Heroes in the midst of uncertainty

The unsung helpers of COVID-19

Photo Courtesy of Julianna Lozada
Julianna Lozada and others from Six Feet Supplies take precautions and sanitary measures when picking up groceries for vulnerable in their neighborhood.

During the craziness of the pandemic, nurses, doctors and many health officials are putting themselves on the frontlines of the fight against COVID-19. But, there are other uncredited heroes on the frontlines as well: young adults.
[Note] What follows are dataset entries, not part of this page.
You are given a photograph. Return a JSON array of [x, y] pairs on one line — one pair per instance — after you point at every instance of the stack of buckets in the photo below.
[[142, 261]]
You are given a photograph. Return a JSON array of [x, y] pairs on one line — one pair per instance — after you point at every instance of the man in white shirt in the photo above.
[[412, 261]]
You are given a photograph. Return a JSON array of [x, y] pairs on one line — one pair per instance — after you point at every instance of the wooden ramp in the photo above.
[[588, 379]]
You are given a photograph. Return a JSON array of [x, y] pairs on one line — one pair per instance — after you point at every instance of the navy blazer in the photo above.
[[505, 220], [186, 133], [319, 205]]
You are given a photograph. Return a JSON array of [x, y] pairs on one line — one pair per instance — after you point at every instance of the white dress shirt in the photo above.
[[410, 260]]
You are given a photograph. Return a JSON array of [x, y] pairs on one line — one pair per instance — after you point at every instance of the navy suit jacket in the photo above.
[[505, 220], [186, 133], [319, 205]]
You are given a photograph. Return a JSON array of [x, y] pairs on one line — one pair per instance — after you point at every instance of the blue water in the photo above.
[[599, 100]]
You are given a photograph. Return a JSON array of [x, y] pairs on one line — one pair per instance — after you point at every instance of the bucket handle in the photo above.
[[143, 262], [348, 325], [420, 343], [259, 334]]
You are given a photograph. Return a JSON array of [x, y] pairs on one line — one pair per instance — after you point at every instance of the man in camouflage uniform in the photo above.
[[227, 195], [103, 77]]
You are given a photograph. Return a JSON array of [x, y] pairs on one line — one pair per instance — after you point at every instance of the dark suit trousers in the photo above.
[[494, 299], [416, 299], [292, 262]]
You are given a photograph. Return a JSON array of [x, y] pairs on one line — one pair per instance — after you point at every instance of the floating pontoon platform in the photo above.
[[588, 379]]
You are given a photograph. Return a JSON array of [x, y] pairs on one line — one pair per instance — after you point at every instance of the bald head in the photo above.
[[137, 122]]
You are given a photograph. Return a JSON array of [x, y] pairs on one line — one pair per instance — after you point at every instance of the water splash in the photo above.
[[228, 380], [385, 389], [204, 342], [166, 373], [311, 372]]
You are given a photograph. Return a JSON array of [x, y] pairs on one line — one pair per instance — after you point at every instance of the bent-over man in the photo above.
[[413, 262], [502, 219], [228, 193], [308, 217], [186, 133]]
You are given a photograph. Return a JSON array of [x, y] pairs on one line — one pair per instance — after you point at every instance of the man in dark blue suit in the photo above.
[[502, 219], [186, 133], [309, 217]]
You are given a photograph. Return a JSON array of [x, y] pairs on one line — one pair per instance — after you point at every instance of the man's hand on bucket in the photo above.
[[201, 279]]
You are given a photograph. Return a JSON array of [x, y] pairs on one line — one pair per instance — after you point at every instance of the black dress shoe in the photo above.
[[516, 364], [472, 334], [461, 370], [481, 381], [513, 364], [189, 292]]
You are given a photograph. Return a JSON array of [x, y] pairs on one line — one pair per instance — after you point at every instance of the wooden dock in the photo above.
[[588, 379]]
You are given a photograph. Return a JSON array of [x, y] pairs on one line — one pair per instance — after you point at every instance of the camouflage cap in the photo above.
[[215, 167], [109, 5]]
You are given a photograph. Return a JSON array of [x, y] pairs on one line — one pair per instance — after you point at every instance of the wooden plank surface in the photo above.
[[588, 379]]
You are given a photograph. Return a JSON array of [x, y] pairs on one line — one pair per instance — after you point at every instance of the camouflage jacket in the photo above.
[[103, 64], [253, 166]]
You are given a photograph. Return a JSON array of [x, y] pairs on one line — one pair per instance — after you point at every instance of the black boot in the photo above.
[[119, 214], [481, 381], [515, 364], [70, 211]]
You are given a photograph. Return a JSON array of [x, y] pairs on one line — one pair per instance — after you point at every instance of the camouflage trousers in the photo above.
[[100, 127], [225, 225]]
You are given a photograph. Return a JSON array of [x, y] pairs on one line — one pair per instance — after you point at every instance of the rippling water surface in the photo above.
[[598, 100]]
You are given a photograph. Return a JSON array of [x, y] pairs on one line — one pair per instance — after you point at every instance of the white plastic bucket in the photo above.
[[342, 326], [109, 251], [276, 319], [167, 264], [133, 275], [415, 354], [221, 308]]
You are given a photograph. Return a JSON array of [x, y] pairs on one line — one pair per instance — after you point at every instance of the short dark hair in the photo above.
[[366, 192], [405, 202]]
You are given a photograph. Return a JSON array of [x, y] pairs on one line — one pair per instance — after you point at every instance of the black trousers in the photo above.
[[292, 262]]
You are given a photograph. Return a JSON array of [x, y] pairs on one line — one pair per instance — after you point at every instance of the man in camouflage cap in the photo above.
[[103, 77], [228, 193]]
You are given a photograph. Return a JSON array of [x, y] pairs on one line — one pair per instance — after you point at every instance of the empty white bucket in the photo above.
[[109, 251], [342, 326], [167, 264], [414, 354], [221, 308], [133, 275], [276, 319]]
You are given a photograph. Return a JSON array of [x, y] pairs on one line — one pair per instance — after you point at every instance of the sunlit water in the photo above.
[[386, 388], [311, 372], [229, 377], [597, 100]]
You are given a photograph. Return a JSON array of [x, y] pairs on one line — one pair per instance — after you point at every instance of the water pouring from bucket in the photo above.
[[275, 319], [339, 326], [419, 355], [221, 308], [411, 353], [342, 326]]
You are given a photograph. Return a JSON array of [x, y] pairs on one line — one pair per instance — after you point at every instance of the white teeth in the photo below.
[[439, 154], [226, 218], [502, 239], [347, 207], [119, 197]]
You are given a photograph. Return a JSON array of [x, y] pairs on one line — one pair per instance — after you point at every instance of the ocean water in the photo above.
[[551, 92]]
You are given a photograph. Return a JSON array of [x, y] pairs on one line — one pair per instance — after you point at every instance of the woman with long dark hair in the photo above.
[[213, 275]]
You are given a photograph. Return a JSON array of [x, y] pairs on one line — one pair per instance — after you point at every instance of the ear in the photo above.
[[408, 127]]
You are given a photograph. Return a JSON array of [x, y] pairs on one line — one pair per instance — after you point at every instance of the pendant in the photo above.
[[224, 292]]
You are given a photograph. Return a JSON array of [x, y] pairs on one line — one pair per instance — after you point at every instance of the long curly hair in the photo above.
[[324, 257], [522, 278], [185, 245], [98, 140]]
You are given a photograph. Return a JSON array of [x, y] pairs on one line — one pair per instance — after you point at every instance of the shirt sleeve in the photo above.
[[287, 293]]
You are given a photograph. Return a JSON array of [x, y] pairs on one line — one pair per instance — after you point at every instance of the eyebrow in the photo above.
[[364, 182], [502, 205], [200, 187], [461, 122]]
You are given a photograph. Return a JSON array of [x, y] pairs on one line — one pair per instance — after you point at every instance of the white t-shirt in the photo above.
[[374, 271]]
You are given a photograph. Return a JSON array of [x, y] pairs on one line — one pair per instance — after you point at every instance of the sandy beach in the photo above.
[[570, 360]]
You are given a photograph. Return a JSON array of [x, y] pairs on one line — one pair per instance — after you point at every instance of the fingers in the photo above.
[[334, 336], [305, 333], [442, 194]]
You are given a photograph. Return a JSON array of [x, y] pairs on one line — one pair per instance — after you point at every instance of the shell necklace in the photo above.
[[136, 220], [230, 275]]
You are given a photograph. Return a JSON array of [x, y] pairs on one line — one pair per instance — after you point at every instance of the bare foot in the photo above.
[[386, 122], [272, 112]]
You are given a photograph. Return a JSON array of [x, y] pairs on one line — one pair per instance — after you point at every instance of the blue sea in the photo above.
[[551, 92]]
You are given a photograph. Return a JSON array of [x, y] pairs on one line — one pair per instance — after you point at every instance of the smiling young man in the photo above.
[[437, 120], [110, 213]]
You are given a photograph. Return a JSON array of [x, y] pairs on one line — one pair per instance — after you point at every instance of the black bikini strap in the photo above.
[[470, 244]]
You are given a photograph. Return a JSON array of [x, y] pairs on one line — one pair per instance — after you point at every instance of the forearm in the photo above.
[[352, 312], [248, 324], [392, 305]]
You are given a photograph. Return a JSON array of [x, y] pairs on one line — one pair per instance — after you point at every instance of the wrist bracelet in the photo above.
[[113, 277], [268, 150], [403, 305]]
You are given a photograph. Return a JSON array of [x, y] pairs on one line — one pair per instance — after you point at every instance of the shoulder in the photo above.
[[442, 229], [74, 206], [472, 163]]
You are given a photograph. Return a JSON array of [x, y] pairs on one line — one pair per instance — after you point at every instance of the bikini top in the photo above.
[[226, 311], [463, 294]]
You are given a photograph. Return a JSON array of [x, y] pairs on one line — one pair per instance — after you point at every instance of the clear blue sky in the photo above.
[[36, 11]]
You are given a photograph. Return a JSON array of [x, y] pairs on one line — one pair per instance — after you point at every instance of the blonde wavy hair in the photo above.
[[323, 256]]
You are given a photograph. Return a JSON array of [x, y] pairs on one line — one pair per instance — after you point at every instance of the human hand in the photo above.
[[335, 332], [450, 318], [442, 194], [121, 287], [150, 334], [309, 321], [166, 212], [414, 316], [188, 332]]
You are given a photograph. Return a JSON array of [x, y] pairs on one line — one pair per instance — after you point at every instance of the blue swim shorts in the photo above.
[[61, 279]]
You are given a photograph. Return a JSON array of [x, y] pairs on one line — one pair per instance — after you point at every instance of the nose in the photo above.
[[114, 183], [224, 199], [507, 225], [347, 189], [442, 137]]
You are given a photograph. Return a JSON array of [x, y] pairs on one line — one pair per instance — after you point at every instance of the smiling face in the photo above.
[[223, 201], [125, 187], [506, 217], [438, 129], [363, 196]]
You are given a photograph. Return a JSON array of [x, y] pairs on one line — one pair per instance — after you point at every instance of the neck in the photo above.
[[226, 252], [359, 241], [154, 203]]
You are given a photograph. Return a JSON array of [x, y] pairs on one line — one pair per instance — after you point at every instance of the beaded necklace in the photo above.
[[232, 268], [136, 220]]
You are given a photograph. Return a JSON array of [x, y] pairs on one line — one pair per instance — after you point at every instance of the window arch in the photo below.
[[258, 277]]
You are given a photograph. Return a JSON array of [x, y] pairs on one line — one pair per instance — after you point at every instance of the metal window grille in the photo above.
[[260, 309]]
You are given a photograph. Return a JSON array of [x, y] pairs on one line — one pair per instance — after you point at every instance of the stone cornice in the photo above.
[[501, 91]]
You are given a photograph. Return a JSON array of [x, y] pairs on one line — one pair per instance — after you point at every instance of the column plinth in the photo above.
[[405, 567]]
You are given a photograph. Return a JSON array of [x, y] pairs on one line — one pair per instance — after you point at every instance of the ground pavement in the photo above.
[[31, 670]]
According to scientists, the virus hits the elderly the hardest. With that knowledge, they are being asked to stay at home and shelter in place because of the fear that they could get sick. The question becomes: how do they get groceries and essential items? That is where young adults come in —grabbing grocery lists from and braving the stores during the early hours of the morning to get essential items for those stuck at home.

“There are a lot of citizens near where I live who don’t feel comfortable with running to the store themselves (whether it’s because of health conditions, old age or because of young children at home), so I get the groceries after picking up the money and list from their doorsteps and then drop them off after,” junior Bailey Andera said. “I also wear and dispose of gloves and a mask after each trip to the store to ensure nothing is transmitted.”

For Andera, the idea came from going “stir-crazy” in the house and wanting to do something. She chose something where she could give back to the community. In other cases, some young adults are working with newly founded organizations to get essential items to those vulnerable.

“I’m working with a student-run organization founded by Zoe Monterola and Eric Luo called Six Feet Supplies, where we provide free grocery pickup and delivery to the most vulnerable in our community. Just two days ago, I helped deliver to an elderly couple and a woman who had recently given birth,” Valencia High School senior Julianna Lozada said.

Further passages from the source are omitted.